This exhibition presents a multi-voiced dialogue between the works of visual artist Elie Shamir and of art photographer Adi Nes, combined with an interpretative perspective. Both artists use elements that echo Greek and Canaanite mythology, the Old and New Testaments, Jewish history and the Zionist ethos. Laid in layers, these myths form almost an archeological stratigraphy of Israel’s landscape and of its cultural, national, political and socio-economic state. Both artists are preoccupied with similar themes – personal versus collective identity; norms and human values; preservation of the national ethos versus the moral obligation to one’s own conscience.

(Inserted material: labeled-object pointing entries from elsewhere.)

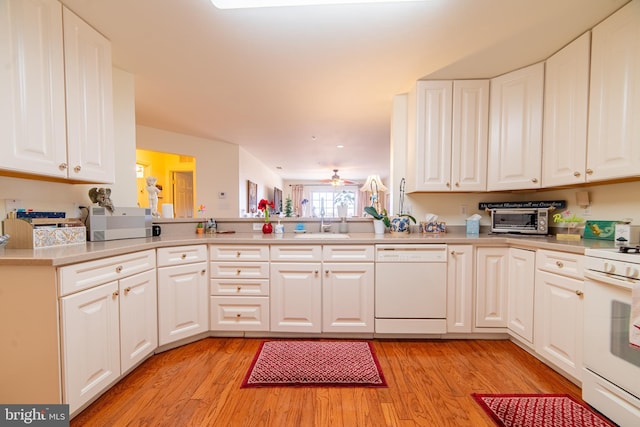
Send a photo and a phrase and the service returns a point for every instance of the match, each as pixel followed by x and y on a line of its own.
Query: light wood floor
pixel 429 384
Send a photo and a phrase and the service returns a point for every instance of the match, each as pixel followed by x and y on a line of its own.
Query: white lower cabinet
pixel 559 309
pixel 239 288
pixel 108 326
pixel 182 293
pixel 460 285
pixel 520 293
pixel 492 272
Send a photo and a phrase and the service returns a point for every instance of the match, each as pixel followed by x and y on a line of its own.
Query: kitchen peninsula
pixel 45 292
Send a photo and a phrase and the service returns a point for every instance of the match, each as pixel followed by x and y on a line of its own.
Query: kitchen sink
pixel 322 236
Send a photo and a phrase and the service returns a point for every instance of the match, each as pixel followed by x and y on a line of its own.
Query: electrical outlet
pixel 12 205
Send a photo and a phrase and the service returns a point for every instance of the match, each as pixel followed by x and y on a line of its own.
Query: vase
pixel 378 226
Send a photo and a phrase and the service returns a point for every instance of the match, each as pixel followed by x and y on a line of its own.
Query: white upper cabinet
pixel 448 123
pixel 32 105
pixel 614 105
pixel 566 97
pixel 56 109
pixel 515 130
pixel 90 149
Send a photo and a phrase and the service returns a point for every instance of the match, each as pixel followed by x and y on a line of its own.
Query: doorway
pixel 183 194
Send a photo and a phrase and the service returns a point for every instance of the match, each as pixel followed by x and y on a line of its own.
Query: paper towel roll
pixel 167 210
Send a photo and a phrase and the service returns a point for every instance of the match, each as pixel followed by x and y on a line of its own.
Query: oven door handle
pixel 610 279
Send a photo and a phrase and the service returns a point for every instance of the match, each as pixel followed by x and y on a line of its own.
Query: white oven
pixel 611 381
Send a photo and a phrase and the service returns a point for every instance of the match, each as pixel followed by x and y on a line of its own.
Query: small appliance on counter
pixel 123 223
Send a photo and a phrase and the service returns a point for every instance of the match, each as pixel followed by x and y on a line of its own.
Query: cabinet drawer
pixel 347 253
pixel 86 275
pixel 296 253
pixel 563 263
pixel 239 313
pixel 254 270
pixel 239 253
pixel 181 255
pixel 241 287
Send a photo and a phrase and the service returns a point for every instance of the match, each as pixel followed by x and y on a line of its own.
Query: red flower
pixel 263 205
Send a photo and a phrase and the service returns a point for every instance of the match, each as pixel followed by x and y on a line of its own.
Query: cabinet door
pixel 614 103
pixel 460 284
pixel 90 340
pixel 32 106
pixel 296 297
pixel 470 134
pixel 90 145
pixel 491 287
pixel 138 318
pixel 182 302
pixel 566 96
pixel 515 138
pixel 559 321
pixel 347 297
pixel 522 267
pixel 429 153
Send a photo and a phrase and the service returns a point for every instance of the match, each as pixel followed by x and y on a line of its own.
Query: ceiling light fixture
pixel 243 4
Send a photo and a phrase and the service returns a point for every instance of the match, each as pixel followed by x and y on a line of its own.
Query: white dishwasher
pixel 411 289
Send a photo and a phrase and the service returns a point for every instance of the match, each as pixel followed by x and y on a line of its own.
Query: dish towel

The paintings of Elie Shamir (b. 1953, Kfar Yehoshua) echo art masterpieces. Being mostly autobiographical, they allude to the Jezreel Valley, which played a central role in the history of Zionism. Shamir’s works raise questions about the male pioneer ethos and the collapse of the “Valley” myth, as a metaphor for the erosion of the nation’s values.
In the photographs of Adi Nes (b. 1966, Kiryat Gat) reality meets the artist’s meticulous and carefully staged working process. Sharp and intense, yet poetic and gentle, his works combine homage to iconic figures. His images undermine central narratives of Israeli culture and advance the formation of new ones. His series from the 2000’s – Soldiers, Boys, Prisoners, Bible Stories and The Village – deals with complex issues such as Israeli identity, militancy and human compassion. The theme of homoeroticism in Nes’ works exposes the duality embedded in the national narrative with its ethos of heroic masculinity.
The works selected for this exhibition belong to different periods of the artists’ work. This was done in order to create a common ground for an interpretative reading that may unveil the mythical, artistic and literary layers, both universal and local, and the meeting points between different views and perspectives. By juxtaposing their works, the exhibition reveals the similarities in their mythological frame of mind and their grasp of “grand narratives” as they treat local and contemporary issues. Thus, placing Nes’s Untitled (Annunciation), next to Shamir’s Like Europe, Daphne, Shira and Lahav in Ami Spring emphasizes a common affinity to iconic mythical themes: Nes’s photograph alludes to the Annunciation scene, while Shamir’s painting echoes the myth of Actaeon whose chance glimpse of naked Artemis leads him to his death.
Father and son relations might also be interpreted in terms of primeval myths. In a photograph from Nes’ Village series, an old farmer and a young man stand beneath cypress trees in the cemetery of Tel Adashim. In Shamir’s Dad and I in Retrospect, portraits of the artist (third generation of founders) and his father (second generation of founders) are seen on a dirt road that splits in two. The founding fore-fathers carried the burden of the Zionist ideal, while their sons experience the falling apart of the myth.